Vietnam’s public debt hit the lowest since 2015 at 58.4% of the GDP as of the end of 2018, much lower than the projection of 63.9% made by the Ministry of Planning and Investment (MPI) last August, according to the Ministry of Finance (MoF).
According to the MoF, the government debt in 2018 stood at 50% of the country’s GDP, government guaranteed-debt at 7.9%, foreign debt at 46% and provincial government debt at 0.5%.
All the figures are within the limit and lower than the national financial plan in the 2016 – 2020 period, stated the MoF in its report to the National Assembly (NA).
The NA’s Finance-Budget Committee attributed the lower debt public ratio to government’s tightened state budget overspending and ongoing debt restructuring efforts that helped ensure the state’s repayment capacity and relieve pressure on public debt compared to previous periods.
In 2018, the MoF reduced the amount of outstanding government bonds amid growing volatility of monetary and foreign exchange markets.
Additionally, the average maturity of the government bonds was extended to 12.7 years, while more than 90% of the government bonds have over 10 years in maturity.
The MoF also stressed the ODA would not be used for inefficient projects and in fields where Vietnam has mastered the technologies.

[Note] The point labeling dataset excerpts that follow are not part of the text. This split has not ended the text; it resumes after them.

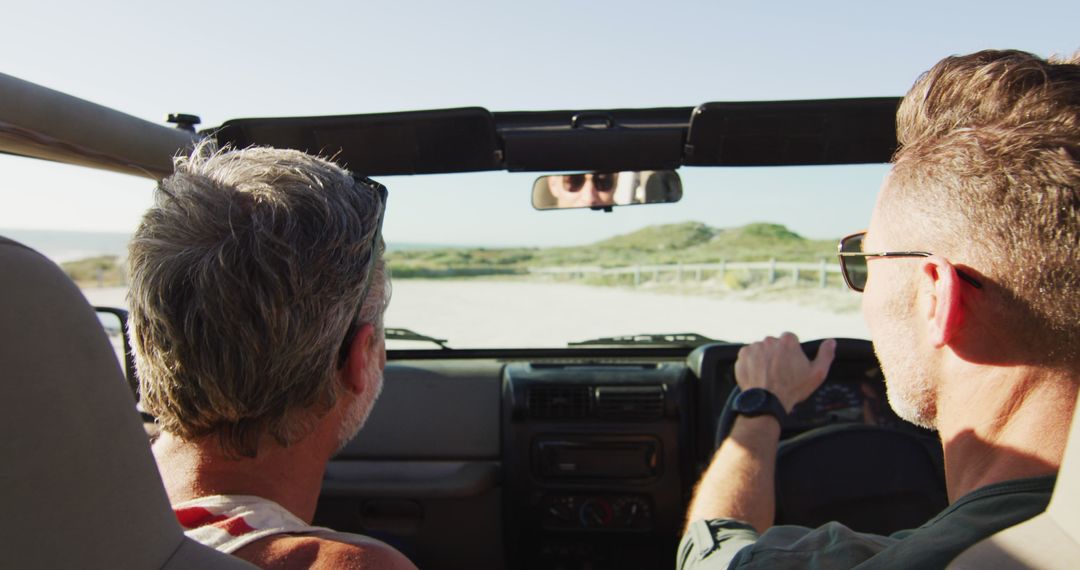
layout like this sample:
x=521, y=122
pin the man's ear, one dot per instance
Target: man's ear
x=945, y=307
x=355, y=363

Vietnam’s state budget overspending down VND12.5 trillion (US$534.4 million) against the MoF’s previous report to VND191.5 trillion (US$8.18 billion) as of the end of 2018, equivalent to 3.46% of the GDP – lower than the NA’s estimate of 3.7% of GDP.

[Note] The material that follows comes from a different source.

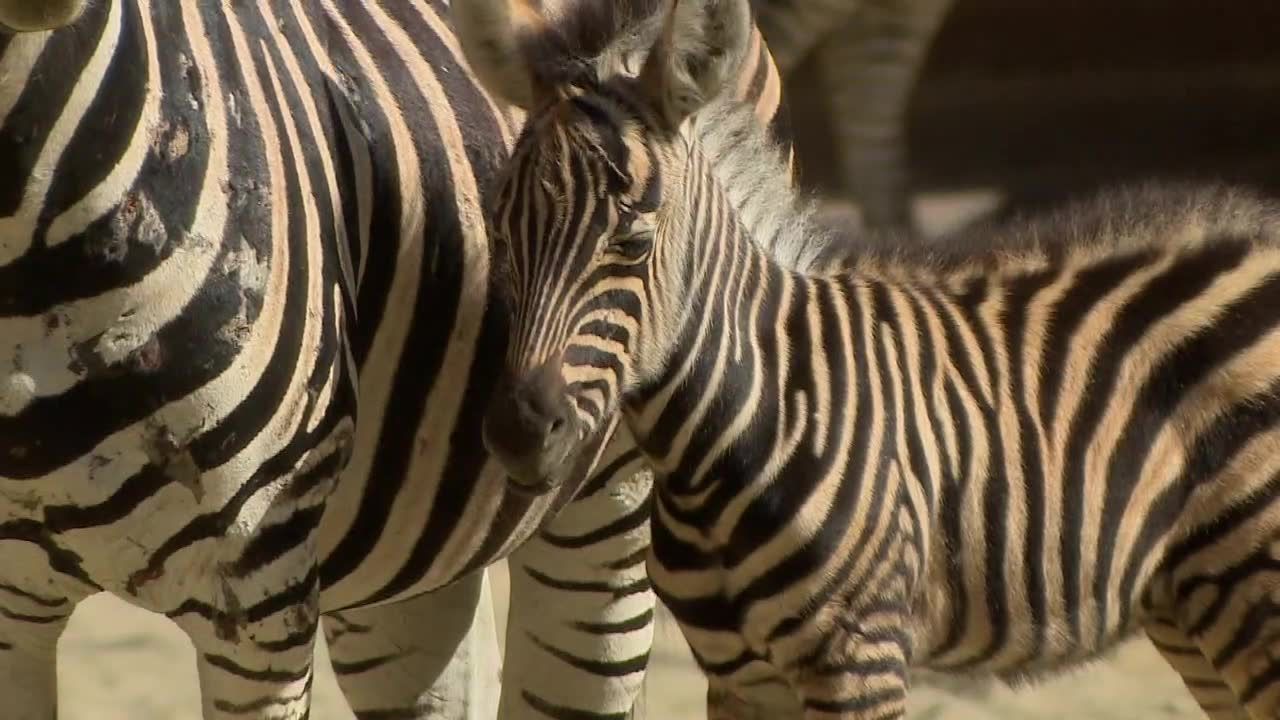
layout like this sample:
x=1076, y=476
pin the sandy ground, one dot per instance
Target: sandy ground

Last August, Vietnam’s public debt was projected by the MPI to reach VND3,530 trillion (US$152.34 billion) or 63.92% of GDP by the end of 2018, up from the previous rate of 61.3% in 2017.
The ministry’s projection for public debt is based on assuming the average economic growth rate of 6.53%, equivalent to nominal GDP of VND5,530 trillion (US$238.54 billion) and inflation rate staying below 4%.